Some MPs are calling to for the right to a vote for a plan that would prevent a no-deal entirely. The Times and I newspapers report that as many as 40 MPs could quit if they don’t get that ‘blocking Brexit’ vote.

Meanwhile, the Guardian commented on Tuesday 22nd on a report from the Institute for Government, stating that Brexit will cost the civil service £74m a year in staff turnover: civil service staff levels are currently at numbers not seen since the Second World War. And the risk of big national projects such as HS2 failing to be delivered on time or on budget is growing. The Guardian says that

“A chart shows that even with a 21-month transition period, government has a fraction of the time seven other key projects had including universal credit, and a pre Brexit border force customs system update”

and quotes the IFG report directly:

“If the UK leaves without a deal, deadlines for implementing new arrangements would be tighter still. The government could only expect to have ‘a fraction’ of the necessary processes and systems in place – such as ensuring that the UK complies with international law – by exit.”

All this chaos is very worrying for expats, whether EU citizens resident in Britain or British citizens abroad. The looming prospect of no-deal could have an effect across the board, disrupting travel plans, locking British expats out of public healthcare in their adopted nation, freezing their pensions and reducing them to ‘third nation’ status overnight.

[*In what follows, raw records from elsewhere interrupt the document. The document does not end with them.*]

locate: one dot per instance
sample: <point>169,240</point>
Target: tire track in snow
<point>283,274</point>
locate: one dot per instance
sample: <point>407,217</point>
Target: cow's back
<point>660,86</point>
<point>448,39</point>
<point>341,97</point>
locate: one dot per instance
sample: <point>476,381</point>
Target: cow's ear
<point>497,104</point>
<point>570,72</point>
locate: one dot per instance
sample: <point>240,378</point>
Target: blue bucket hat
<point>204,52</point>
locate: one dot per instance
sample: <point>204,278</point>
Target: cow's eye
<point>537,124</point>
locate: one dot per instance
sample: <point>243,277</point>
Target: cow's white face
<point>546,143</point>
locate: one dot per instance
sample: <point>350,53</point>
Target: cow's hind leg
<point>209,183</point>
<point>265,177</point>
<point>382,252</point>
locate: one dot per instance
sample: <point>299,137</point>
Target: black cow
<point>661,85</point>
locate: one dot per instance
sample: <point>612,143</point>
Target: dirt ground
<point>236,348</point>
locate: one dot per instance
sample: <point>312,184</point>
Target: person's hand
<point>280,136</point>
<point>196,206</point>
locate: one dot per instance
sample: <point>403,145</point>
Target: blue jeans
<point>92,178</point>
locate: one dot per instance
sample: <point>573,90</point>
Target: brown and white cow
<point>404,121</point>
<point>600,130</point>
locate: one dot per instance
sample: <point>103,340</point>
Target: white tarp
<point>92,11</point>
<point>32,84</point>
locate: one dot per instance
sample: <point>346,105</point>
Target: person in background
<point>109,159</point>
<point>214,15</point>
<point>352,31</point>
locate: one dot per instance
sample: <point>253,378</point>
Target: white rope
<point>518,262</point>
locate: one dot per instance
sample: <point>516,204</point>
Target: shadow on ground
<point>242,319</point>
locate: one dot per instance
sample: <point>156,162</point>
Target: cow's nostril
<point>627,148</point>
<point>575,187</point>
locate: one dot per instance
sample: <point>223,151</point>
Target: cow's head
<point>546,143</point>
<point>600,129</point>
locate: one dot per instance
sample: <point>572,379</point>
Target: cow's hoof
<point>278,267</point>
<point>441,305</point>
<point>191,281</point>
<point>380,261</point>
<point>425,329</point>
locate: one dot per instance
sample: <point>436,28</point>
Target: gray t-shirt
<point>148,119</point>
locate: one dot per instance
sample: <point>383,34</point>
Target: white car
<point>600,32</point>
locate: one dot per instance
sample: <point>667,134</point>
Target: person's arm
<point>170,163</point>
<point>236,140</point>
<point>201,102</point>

A number of individual nations have correspondingly stepped up to the plate, drafting contingency plans to avoid a mass exodus of Brits – and their Euros – from the Continent. In December the French government voted on a residency plan in the event of a no-deal, allowing a grace period to permit Britons to ‘regularise’ their situation. Germany and Sweden are undertaking similar legislation, which should allow Britons resident in those countries a measure of reassurance in the form of a promised breathing space. However, this goodwill and sensible planning could be scuppered if there are any ‘tit for tat’ problems with regard to the UK’s treatment of French or German residents here: this may be alarmist in the light of the government’s apparent willingness to make some compromises, such as the removal of the residency fee mentioned above.

The EU Commission has issued a Q&A with regard to British citizens’ rights in the EU, which you can find here. It asks member states to:

– take measures so that UK citizens who are legally resident to be permitted to remain without interruption
– stand ready to issue residence permits
– accept applications for residence that are submitted in advance of withdrawal.

If you’re a family member of a EU citizen, it suggests, you should continue to be allowed freedom of movement. It also calls for pensions of both EU and UK citizens to be safeguarded.

In addition to this, the document addresses aviation and financial considerations, and other areas of concern across the board.

This is all positive stuff, and the main criticism that expat activist groups have of it is that it devolves responsibility to individual member states, thus potentially resulting in a situation in which Britons resident in Austria, for instance, might have different rights to those resident in Portugal. It is to be hoped that member states will follow the lead of the French in adopting the Commission’s suggestions.